Below are Porter's five forces of competition. In them you will understand what has caused low profitability.
The bargaining power of suppliers: Labor is the airline industry's largest single expense. Most airline workers belong to one of a dozen unions, which give the airline workers strong power in negotiations with the airlines.
Airline operations are also energy-intensive, and some carriers attempt to hedge their fuel costs by buying and selling futures. Jet fuel prices are currently high because oil refiners kept jet fuel production down in 1996 as they waited for crude oil prices to dive following the return of Iraq to the market.
The bargaining power of buyers: The customers can be broken down into two main segments: business and leisure. Because business travelers often book flights at the last minute and frequently have their organization pick up the tab, they tend to be relatively price-insensitive. Consequently, business travelers generate a larger portion of the industry's revenues relative to their numbers.

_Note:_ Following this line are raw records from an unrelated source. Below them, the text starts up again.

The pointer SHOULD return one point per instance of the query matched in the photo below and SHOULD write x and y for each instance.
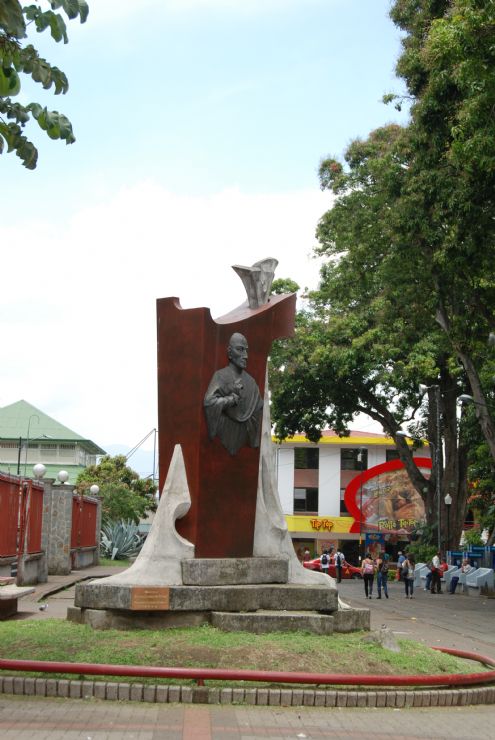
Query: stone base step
(279, 597)
(265, 621)
(234, 571)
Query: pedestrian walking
(436, 574)
(325, 562)
(400, 560)
(408, 575)
(339, 562)
(382, 575)
(368, 573)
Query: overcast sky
(200, 125)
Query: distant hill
(141, 461)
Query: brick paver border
(285, 697)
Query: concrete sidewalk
(23, 718)
(458, 621)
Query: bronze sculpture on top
(233, 404)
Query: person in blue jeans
(408, 575)
(382, 575)
(368, 573)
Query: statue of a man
(233, 403)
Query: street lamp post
(448, 503)
(438, 454)
(360, 458)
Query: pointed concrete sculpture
(271, 534)
(158, 563)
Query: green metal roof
(23, 420)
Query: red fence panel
(9, 516)
(84, 520)
(35, 520)
(76, 519)
(88, 523)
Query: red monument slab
(223, 482)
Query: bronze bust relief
(232, 402)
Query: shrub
(120, 540)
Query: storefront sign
(337, 524)
(322, 524)
(383, 499)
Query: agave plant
(120, 540)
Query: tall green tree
(368, 336)
(448, 206)
(18, 58)
(124, 494)
(409, 277)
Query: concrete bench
(9, 596)
(444, 581)
(478, 578)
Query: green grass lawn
(208, 647)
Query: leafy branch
(17, 59)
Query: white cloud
(79, 336)
(116, 10)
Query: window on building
(343, 508)
(306, 500)
(354, 459)
(306, 458)
(391, 455)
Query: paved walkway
(452, 621)
(458, 621)
(23, 718)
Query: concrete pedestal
(245, 594)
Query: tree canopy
(125, 496)
(407, 290)
(17, 58)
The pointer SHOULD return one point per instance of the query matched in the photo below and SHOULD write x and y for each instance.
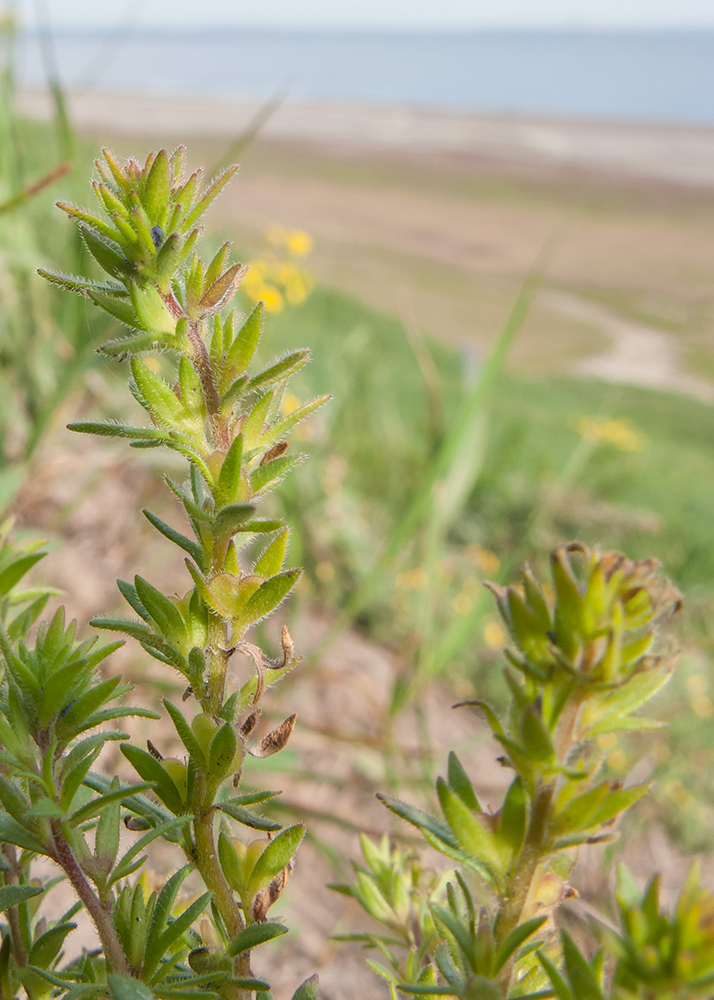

The frequent flier programs were originally targeted toward the business segment. We have recently seen a trend toward expanding the frequent flier programs to let members earn miles by conducting business with a variety of other organizations. This makes the frequent flier programs a powerful tool in the leisure market as well. An attractive frequent flier program will increase the power of the airlines in the customer relationship.
Threat of entry: threat of new entrants presents new firms' possibility to enter the industry and make its returns falling down through prices competition. Since the hub and spoke system has taken place, the barrier to entry are higher because new carriers find it difficult to obtain gates and landing slots at the major hubs.